Unfortunately even small gardens can be destructive through clearing, digging and planting exotics, and waging war on nature, but more of the that on another page. An individual tending a private garden has the potential to use good practice and give the land the kind of attention and thought it needs, and allow space for things that don’t turn a profit but benefit mother earth. This can’t be said of the type of industrial agriculture in which everything is secondary to profit in the short term. The private garden isn’t usually there to turn a profit, and that is its saving grace, in an earth saving project.

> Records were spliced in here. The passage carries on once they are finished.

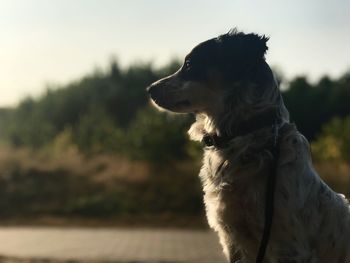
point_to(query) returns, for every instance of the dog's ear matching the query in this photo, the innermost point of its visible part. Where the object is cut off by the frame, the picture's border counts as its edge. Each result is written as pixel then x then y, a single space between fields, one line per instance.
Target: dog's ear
pixel 251 47
pixel 256 45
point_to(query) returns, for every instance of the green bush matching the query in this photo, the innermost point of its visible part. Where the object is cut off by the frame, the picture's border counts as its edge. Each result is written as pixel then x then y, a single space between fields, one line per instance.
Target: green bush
pixel 334 141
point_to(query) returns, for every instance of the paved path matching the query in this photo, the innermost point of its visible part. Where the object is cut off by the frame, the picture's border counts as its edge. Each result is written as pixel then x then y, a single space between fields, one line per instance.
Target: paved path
pixel 111 244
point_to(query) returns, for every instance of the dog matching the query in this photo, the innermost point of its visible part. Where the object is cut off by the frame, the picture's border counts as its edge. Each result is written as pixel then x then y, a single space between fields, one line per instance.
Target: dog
pixel 227 83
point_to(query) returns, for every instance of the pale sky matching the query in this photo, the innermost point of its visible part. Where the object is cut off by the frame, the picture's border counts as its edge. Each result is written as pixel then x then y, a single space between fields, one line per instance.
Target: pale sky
pixel 57 41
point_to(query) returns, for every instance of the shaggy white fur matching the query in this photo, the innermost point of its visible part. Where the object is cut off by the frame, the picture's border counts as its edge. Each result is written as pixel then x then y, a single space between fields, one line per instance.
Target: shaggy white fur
pixel 226 82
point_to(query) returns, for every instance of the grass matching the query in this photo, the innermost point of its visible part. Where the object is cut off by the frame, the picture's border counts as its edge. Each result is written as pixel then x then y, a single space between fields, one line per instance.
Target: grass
pixel 68 188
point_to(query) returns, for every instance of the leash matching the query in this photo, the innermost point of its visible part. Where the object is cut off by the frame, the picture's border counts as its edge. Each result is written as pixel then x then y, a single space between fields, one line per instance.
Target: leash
pixel 270 196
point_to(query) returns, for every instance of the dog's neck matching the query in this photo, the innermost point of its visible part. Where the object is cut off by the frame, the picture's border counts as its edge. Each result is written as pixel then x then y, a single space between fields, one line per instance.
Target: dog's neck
pixel 239 122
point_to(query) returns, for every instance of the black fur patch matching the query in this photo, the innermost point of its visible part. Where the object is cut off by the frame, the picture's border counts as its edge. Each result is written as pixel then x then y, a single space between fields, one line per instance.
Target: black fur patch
pixel 234 54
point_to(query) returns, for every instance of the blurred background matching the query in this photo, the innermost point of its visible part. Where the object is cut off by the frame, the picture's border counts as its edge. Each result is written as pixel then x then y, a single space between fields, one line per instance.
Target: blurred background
pixel 80 144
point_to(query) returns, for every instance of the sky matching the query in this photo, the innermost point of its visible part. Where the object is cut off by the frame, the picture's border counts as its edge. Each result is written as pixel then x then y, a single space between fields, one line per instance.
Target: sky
pixel 54 42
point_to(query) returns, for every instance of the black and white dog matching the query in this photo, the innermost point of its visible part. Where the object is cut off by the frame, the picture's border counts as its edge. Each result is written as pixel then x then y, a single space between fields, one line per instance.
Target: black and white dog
pixel 227 83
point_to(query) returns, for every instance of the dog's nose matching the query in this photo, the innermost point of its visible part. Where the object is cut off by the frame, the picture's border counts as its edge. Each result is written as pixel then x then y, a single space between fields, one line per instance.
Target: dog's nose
pixel 149 89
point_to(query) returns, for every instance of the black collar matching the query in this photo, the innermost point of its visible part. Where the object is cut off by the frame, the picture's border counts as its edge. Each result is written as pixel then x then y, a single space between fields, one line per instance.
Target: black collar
pixel 265 120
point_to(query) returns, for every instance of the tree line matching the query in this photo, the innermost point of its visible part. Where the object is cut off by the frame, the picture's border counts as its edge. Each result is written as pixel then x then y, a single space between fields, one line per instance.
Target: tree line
pixel 108 111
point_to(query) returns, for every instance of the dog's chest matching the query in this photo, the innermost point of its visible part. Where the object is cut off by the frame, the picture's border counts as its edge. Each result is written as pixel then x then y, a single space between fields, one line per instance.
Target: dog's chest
pixel 233 196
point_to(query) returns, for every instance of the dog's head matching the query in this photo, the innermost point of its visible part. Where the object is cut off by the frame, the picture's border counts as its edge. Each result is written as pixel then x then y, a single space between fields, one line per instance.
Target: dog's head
pixel 230 65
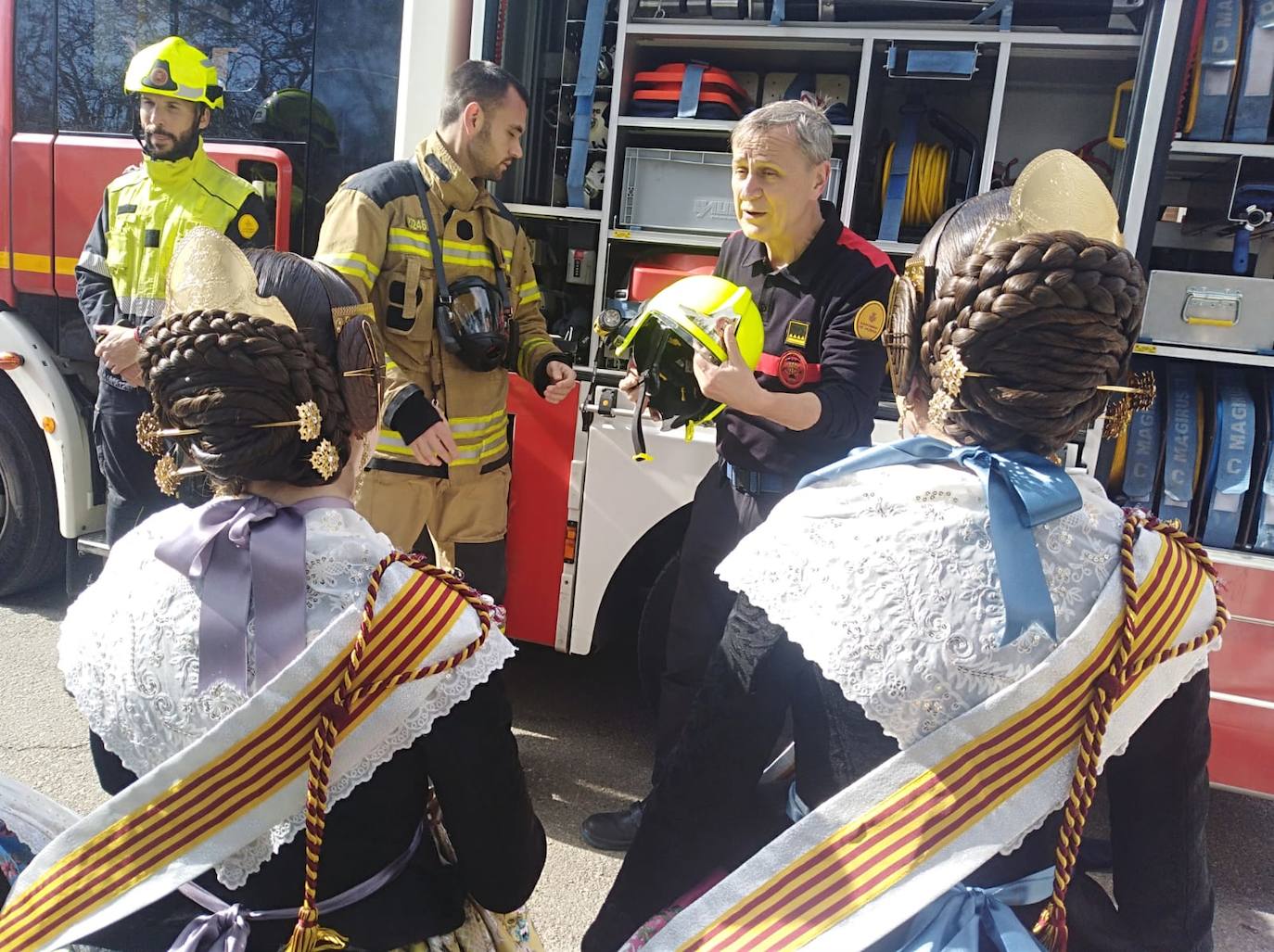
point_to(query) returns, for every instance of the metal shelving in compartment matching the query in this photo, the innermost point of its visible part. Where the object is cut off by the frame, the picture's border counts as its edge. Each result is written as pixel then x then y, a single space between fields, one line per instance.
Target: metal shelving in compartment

‘NEGLECT’ BENEFITS THE SMALL WILDLIFE FRIENDLY GARDEN

The lack of profit motive allows the gardener to neglect some tasks to allow nature more room. With regard to size, a very large garden being on display often forces the gardeners to exert a high level of control on the garden. But in a small garden the gardener may neglect weeds because these weeds are edible, or support some type of insect whose presence is desirable. Allowing weeds to flourish on a commercial farm may mean that the planted crop does not reach full potential and the farmer cannot fulfil the demands of his business. Allowing some weeds to flourish in a small garden will teach the gardener about the work weeds are doing on soil, and the wide boundaries of companion planting. The gardener can allow this uninvited diversity to suppress pest attacks. By contrast, a farmer may not allow himself the luxury of this learning process, as it may all seem risky in the short term, and this may mean they continue to see weeds in an extremely negative light, and the temptation to use the full arsenal supplied by agrochemical companies just to get them out of the way will be great. A small gardener may be able to allow a certain percentage of his food to be eaten by other life forms, which in turn sustain other life, and make the small wildlife friendly garden rich in biodiversity.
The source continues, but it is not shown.